Leichtere Ehrenstrafen, auch Schandstrafen, wurden durch die Niedere Gerichtsbarkeit verhängt und bewirkten nur einen Rechtsverlust auf Zeit. Schwere Strafen wie die Todesstrafe waren der Hoch- oder Blutgerichtsbarkeit vorbehalten. Die eigentlichen Ehrenstrafen wie das Prangerstehen und das Brandmarken führten zu einem anhaltenden Ausschluss aus der Gesellschaft.[5] Die Strafarten waren nicht im Einzelnen kodifiziert, wurden aber stets öffentlich und an zentralen Orten wie Markt- oder Kirchplätzen unter großer Anteilnahme der örtlichen Gemeinschaft vollstreckt.[6] Zu den unehrlichen Leibesstrafen zählte insbesondere der Pranger, der in über 50 % der Fälle als Ehrenstrafe verhängt wurde, aber auch der Schandpfahl, der Schandkorb, der Lästerstein, die Halsgeige, die Schandflöte, die Schandmaske sowie der Eselsritt. Geahndet wurden zumeist üble Nachrede und Blasphemie sowie Ehebruch, außerdem leichter, schwerer und vor allem wiederholter Diebstahl sowie Betrug.[7]

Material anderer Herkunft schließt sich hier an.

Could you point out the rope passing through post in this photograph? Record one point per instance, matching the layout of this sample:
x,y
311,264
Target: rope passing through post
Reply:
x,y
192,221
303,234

Die Landgerichtsordnung für Österreich ob der Enns von 1677 (Leopoldina) verzeichnete beispielsweise sechs Strafarten:[8]

  1. der Delinquent musste in Eisen den Kranken im Spital aufwarten
  2. am Pranger stehen
  3. öffentliche Ausstellung in Band und Eisen
  4. Tragen des Halseisens
  5. die Delinquenten wurden mit der Rute in der Hand außerhalb des Friedhofes in die Brechel gestellt[9]
  6. das Verbrechen wurde auf einen Zettel geschrieben und dem Delinquenten umgehängt, danach wurde er an das Kreuz gespannt.

Die verurteilte Person verlor mit dem Urteilsspruch und der Exekution der Strafe ihr gesellschaftliches Ansehen innerhalb einer Ortschaft völlig, denn sie konnte von da an nicht mehr als ehrbar angesehen werden. Sie ging der bürgerlichen Ehrenrechte (soweit vorhanden) verlustig. Es war ihr nicht mehr möglich, am normalen gesellschaftlichen Leben innerhalb der Stadt teilzunehmen, denn von Seiten der Bürger war man bestrebt, sich möglichst selten im Verkehr mit einer Person sehen zu lassen, deren Leumund ruiniert war. Man befürchtete, sich selbst den eigenen Leumund zu verderben, und strebte danach, diese Gefahr, so gut es ging, zu vermeiden. Die betreffende Person sah sich also Reaktionsweisen gegenüber, die einer Ächtung gleichkamen. Einer Person, die am Pranger stand, durfte kein Leid zugefügt werden, jedoch durften weiche Lebensmittel wie z. B. Weintrauben oder Tomaten geworfen werden. Neben Rache konnte hierfür auch die eigene Belustigung das Motiv gewesen sein. Auch Ziegenlecken an einer solchen Person ist durch bildliche Darstellung bezeugt.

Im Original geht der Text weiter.